The big topic in financial markets continues to be, when will the Fed hike the rate? We believe this meme is a feint, a diversion, an homage to a regime long gone and possibly not returning for years. Long time readers know that we consider "quantitative regimes" to be proper CB orientations in times of unacceptable inflation or disinflation (de). When metrics are moving around in acceptable parameters, a rates regime is proper calibration.

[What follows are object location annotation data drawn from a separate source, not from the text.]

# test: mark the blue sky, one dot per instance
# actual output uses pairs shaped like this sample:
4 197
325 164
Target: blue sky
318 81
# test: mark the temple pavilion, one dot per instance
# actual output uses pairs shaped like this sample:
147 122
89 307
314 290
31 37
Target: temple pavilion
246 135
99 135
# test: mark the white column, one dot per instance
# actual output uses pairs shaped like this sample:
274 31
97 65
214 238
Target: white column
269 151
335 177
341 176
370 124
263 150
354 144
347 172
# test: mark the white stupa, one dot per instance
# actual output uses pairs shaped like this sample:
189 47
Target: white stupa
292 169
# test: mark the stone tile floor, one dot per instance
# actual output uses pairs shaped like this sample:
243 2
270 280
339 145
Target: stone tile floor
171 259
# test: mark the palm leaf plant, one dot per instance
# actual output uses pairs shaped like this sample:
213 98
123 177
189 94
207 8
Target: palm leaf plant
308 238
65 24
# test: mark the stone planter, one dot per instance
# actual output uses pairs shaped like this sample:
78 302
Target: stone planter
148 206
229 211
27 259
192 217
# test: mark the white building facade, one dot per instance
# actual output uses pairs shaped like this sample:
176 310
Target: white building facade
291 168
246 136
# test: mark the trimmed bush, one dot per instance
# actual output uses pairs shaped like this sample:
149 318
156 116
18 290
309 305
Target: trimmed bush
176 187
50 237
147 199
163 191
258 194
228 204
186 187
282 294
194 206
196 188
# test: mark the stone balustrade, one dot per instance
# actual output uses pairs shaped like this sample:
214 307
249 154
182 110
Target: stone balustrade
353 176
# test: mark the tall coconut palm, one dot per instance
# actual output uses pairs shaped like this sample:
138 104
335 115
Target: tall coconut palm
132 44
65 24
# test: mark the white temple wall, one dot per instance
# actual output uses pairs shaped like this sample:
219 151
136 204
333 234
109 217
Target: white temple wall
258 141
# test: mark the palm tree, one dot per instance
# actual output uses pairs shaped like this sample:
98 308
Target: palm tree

The transition back from Q to R can be a drawn out affair. Coming out of the Volcker Q-Regime, the Fed had (secretly then) begun the shift several years before Greenspan openly discussed targeting the Funds rate. An entire generation of traders had, in fact, never been exposed to the concept. Returning to a rates target is trickier from the other side of the spectrum, the side we are on now. The Fed balance sheet, and thus the balance sheets of the Fed's biggest constituents, is the issue.

Beyond a signaling device, why would the Fed raise the rate (what rate ?) while the system is loaded up with QE balance sheet accounting? More importantly, why would the Funds rate be the instrument chosen to send that signal? An IOER rate hike amounts to an increase in the "electronic marking up of balances" on Fed accounts. The FOMC and Staff are quick to warn, "Please don't call this a subsidy." Institutionalizing a spread, or soft floor, between IOER, Fed Effective and the RRF is an admission of uncertainty with regard to regime change.

We believe the balance sheet should be left to fall by default by a significant amount before anything beyond a symbolic small rate adjustment occurs. Stopping reinvestment is a critical first move.  Time is the second. A CB wishing to return to a rates regime cannot simply ask market participants to ignore the nearly 3T elephant in the room. The post crisis regulatory changes are sweeping. The rates regime officials hope to return to is NOT the regime of the LIBOR based money system of the great credit cycle.